Für die Umsetzung schlägt das Beratergremium Kosten in Milliardenhöhe an. Die entstehende Finanzierungslücke für den Erzeuger soll durch eine Kombination aus Prämien zur Abdeckung der laufenden Kosten und einer Investitionsförderung nahezu ganz geschlossen werden. Da das nicht allein aus dem Haushalt des BMEL finanziert werden kann, wurden folgende alternative Finanzierungsoptionen diskutiert:
- Ein Rückgriff auf allgemeine Steuermittel.
- Eine Umwandlung der EU-Direktzahlungen.

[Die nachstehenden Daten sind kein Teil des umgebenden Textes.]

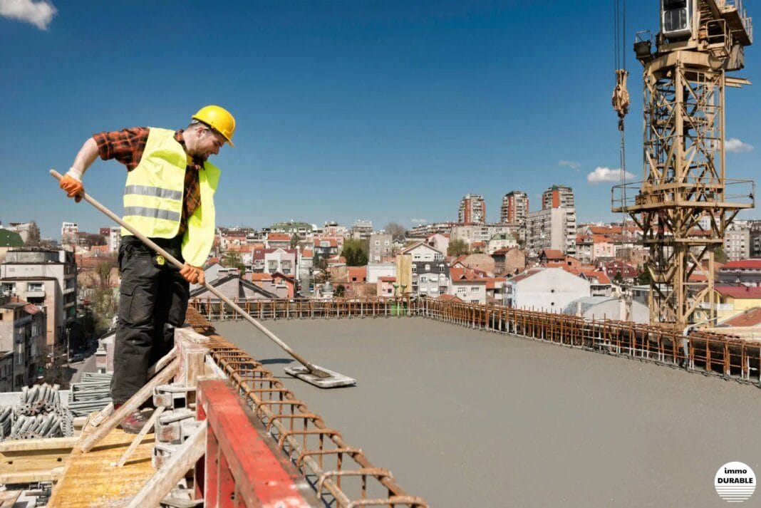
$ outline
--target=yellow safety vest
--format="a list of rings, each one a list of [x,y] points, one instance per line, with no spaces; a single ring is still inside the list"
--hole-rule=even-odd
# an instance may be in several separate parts
[[[174,238],[180,230],[187,155],[174,131],[151,127],[140,164],[127,174],[124,221],[149,238]],[[201,205],[188,217],[183,237],[185,262],[201,266],[214,243],[214,192],[219,168],[204,163],[199,171]],[[131,233],[122,229],[122,236]]]

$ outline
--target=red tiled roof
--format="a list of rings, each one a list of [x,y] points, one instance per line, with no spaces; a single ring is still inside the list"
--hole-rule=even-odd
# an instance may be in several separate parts
[[[436,299],[444,302],[459,302],[460,303],[463,302],[463,300],[454,294],[441,294],[436,297]]]
[[[526,270],[525,271],[521,271],[517,275],[514,275],[513,277],[508,279],[510,282],[520,282],[524,279],[528,278],[531,275],[538,274],[540,271],[544,268],[531,268],[530,270]]]
[[[347,268],[349,280],[356,278],[358,281],[368,277],[367,266],[349,266]]]
[[[24,312],[27,313],[27,314],[31,314],[32,316],[35,314],[39,314],[42,311],[43,311],[42,309],[32,303],[27,303],[26,305],[24,306]]]
[[[730,318],[721,324],[727,326],[758,326],[761,325],[761,307],[748,309],[742,314]]]
[[[486,289],[494,289],[497,282],[505,282],[508,279],[504,277],[486,277]]]
[[[717,284],[714,287],[716,292],[722,297],[731,297],[738,300],[750,298],[761,298],[761,287],[757,286],[729,286]]]
[[[556,249],[546,249],[543,250],[542,252],[540,253],[540,256],[541,256],[542,253],[544,254],[544,257],[547,259],[565,259],[565,255],[563,254],[562,251],[557,250]]]
[[[605,275],[604,271],[597,270],[583,270],[583,273],[587,278],[594,277],[597,279],[597,284],[610,284],[610,278]]]
[[[761,259],[740,259],[739,261],[731,261],[721,267],[722,270],[733,270],[736,268],[761,270]]]

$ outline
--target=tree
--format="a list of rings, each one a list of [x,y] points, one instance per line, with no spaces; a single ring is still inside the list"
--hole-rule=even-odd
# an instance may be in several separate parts
[[[25,245],[27,247],[37,247],[40,245],[40,227],[37,227],[37,223],[33,221],[29,224],[28,237],[27,237]]]
[[[462,256],[463,254],[470,254],[470,248],[468,246],[467,242],[461,238],[456,238],[449,243],[449,247],[447,249],[447,256]]]
[[[403,237],[407,233],[407,230],[398,222],[390,222],[383,228],[386,234],[391,235],[392,238]]]
[[[368,264],[368,243],[352,238],[343,243],[341,256],[346,259],[346,266],[365,266]]]
[[[342,284],[339,284],[336,286],[336,289],[333,290],[333,296],[338,297],[339,298],[343,298],[346,296],[346,287]]]
[[[100,259],[91,270],[84,272],[80,281],[80,290],[89,300],[88,312],[85,313],[82,325],[86,334],[100,335],[107,330],[116,312],[116,299],[112,287],[111,275],[118,266],[116,254]]]
[[[243,264],[240,258],[240,252],[235,250],[230,250],[225,252],[224,256],[220,260],[219,264],[228,268],[237,268],[243,277],[246,274],[246,267]]]

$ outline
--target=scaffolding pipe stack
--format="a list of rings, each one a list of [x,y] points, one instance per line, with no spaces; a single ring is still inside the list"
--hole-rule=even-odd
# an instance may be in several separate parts
[[[61,406],[58,385],[24,387],[18,405],[0,408],[0,440],[28,440],[72,436],[68,410]]]
[[[85,372],[72,385],[68,410],[74,416],[87,416],[111,403],[111,374]]]

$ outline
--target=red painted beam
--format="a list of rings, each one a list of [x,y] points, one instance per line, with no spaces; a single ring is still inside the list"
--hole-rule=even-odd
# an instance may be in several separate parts
[[[269,448],[250,410],[225,381],[199,383],[198,407],[199,416],[205,414],[209,421],[205,506],[312,506],[297,485],[298,481],[303,484],[303,479],[285,456]]]

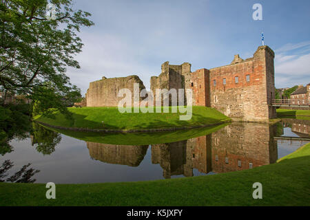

- Steuern/Abgaben, die tierische Produkte für die Endverbraucherinnen und Endverbraucher verteuern und pro Produkteinheit erhoben werden
Die Mitglieder des Gremiums waren nach Abwägung der diskutierten Vor- und Nachteile der Meinung, dass eine mengenbezogene Abgabe auf tierische Produkte im Sinne einer Verbrauchssteuer die am besten geeignete Lösung sei. Dabei seien Sätze von 40 Cent pro kg Fleisch und Fleischverarbeitungsprodukte, 2 Cent pro kg Milch und Frischmilchprodukte sowie Eier und 15 Cent pro kg Käse, Butter und Milchpulver denkbar.
ISN meint:
Alles in allem, hat das Kompetenzwerk in seinem Bericht einen durchdachten Ansatz, der es wert ist, dass man sich eingehend mit ihm beschäftigt! Unserer Meinung nach wäre es sogar fahrlässig das nicht zu tun, denn wir haben schlicht keine Zeit mehr. Die Schweinehalter brauchen endlich wieder Planungssicherheit und Perspektive, sonst droht ein Strukturbruch in der Schweinehaltung. Gut ist: Es ist das erste Gutachten, dass von realistischen Kosten für die Umsetzung ausgeht und diese jährlich benötigten Milliardenbeträge auch ungeschönt nennt.
Bei der Finanzierungsfrage muss klar sein, dass der Marktpreis auch weiterhin am freien Markt erzielt werden muss. Marktpreis plus Tierwohlzuschlag, darum geht es. Wir müssen uns also etwas überlegen, wie das laufen kann. Und dabei sollte es keine Denkverbote geben! Eine pauschale Ablehnung einzelner Wege aufgrund von Begrifflichkeiten und mit Totschlagargumenten ist wenig zielführend. Am Ende müssen die Lösungsansätze nebeneinandergelegt und die Vor- und Nachteile bewertet werden. Erst dann kann eine Entscheidung getroffen werden, welcher Weg am besten ist.
Neben den finanziellen Aspekten spielt ganz besonders auch die Umsetzbarkeit eine Rolle. Ausgangsbasis sind im weit überwiegenden Teil unsere bestehenden Ställe. Hier kommt es dann auf die genaue Ausgestaltung der Kriterien und auf die Genehmigungsfähigkeit der notwendigen Anpassungsmaßnahmen an.